That has all changed.
Now lesser beasts rule the broken peninsula of Al-Rassan. The Asharite city states lie to the south, clinging to the old glory of Al-Rassan. The Jaddite kingdoms rule to the north, gaining strength and courage from the waning rule of the Asharites. In between them, the Kindath wander, looking for a place to live in peace and without persecution.
Much of Kay’s fictional work is based on historical events and geography. The Lions of Al-Rassan parallels the reconquest of the Iberian Peninsula by Christians from Muslim rule. The story features people of three faiths based on the Muslims (the Asharites), the Jewish people (the Kindath) and Christians (the Jaddites), though there is no obvious resemblance to any of these faiths.
A Kindath physician, an Asharite poet and a Jaddite captain find themselves in each other’s company after events beyond their control throw them together in Al-Rassan. Their friendship and respect for each other break down age old barriers of faith and historical bloodshed. But when a holy war looms on the horizon, each will have to choose where their allegiance falls: with faith, family or country. Al-Rassan tells the story of these three extraordinary individuals – Jehane, Ammar and Rodrigo – and the hard choices they have to make in changing times.
Al-Rassan is equal parts good storytelling and political and religious commentary.
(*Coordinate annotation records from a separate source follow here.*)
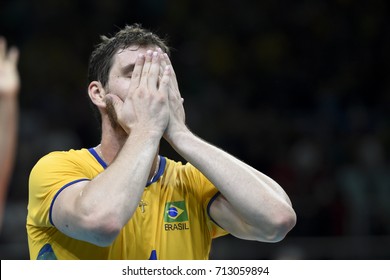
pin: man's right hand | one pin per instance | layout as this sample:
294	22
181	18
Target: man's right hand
145	107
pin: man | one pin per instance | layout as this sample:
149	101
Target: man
121	199
9	110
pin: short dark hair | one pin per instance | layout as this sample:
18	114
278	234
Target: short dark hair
101	58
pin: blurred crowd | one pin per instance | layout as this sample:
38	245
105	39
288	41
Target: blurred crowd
299	89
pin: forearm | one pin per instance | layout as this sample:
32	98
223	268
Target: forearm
254	196
8	139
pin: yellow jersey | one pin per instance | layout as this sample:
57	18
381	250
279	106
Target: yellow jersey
171	222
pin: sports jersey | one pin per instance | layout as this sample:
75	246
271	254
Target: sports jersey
171	222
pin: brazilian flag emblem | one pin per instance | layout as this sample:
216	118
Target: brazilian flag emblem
175	211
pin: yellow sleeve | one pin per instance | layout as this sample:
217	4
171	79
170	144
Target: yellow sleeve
208	193
48	177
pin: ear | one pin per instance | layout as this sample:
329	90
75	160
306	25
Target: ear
96	93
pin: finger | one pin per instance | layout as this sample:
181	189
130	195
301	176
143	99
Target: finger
165	80
173	75
13	56
2	48
146	68
137	71
154	71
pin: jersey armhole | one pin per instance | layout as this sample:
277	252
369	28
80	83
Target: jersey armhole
56	195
Don’t worry Reader, you won’t feel like you’re being preached to. Kay’s commentary is subtle and comes through the story’s themes and character arcs. If it has a ‘point,’ it is only to make one think.
The story begins with a heavy dose of exposition that lasts the first two or three chapters. It’s a bit overwhelming and, frankly, boring. I couldn’t keep track of many of the names and historical conflicts that ‘needed’ to be outlined to set up the story. However, if you push through this, and once the story is in full swing, it doesn’t matter. You eventually get the gist of it and can enjoy the character interactions and conflicts without worrying about the details.
My favourite part of the story was learning of the protagonists’ thoughts on the worldly conflict as it unfolded. For most of us things like politics, war, and religious conflict are far away things; things we learn about and maybe even think of and care about, but in the end it’s all so far from our day to day lives. The things that occupy our minds are common everyday things, like love, family, friends and work. This is regardless of creed and race. This trait is reflected in the story’s protagonists, despite their deep connection with the worldly conflict.
If you like history, war, political intrigue and books that make you think and feel, give The Lions of Al-Rassan a read.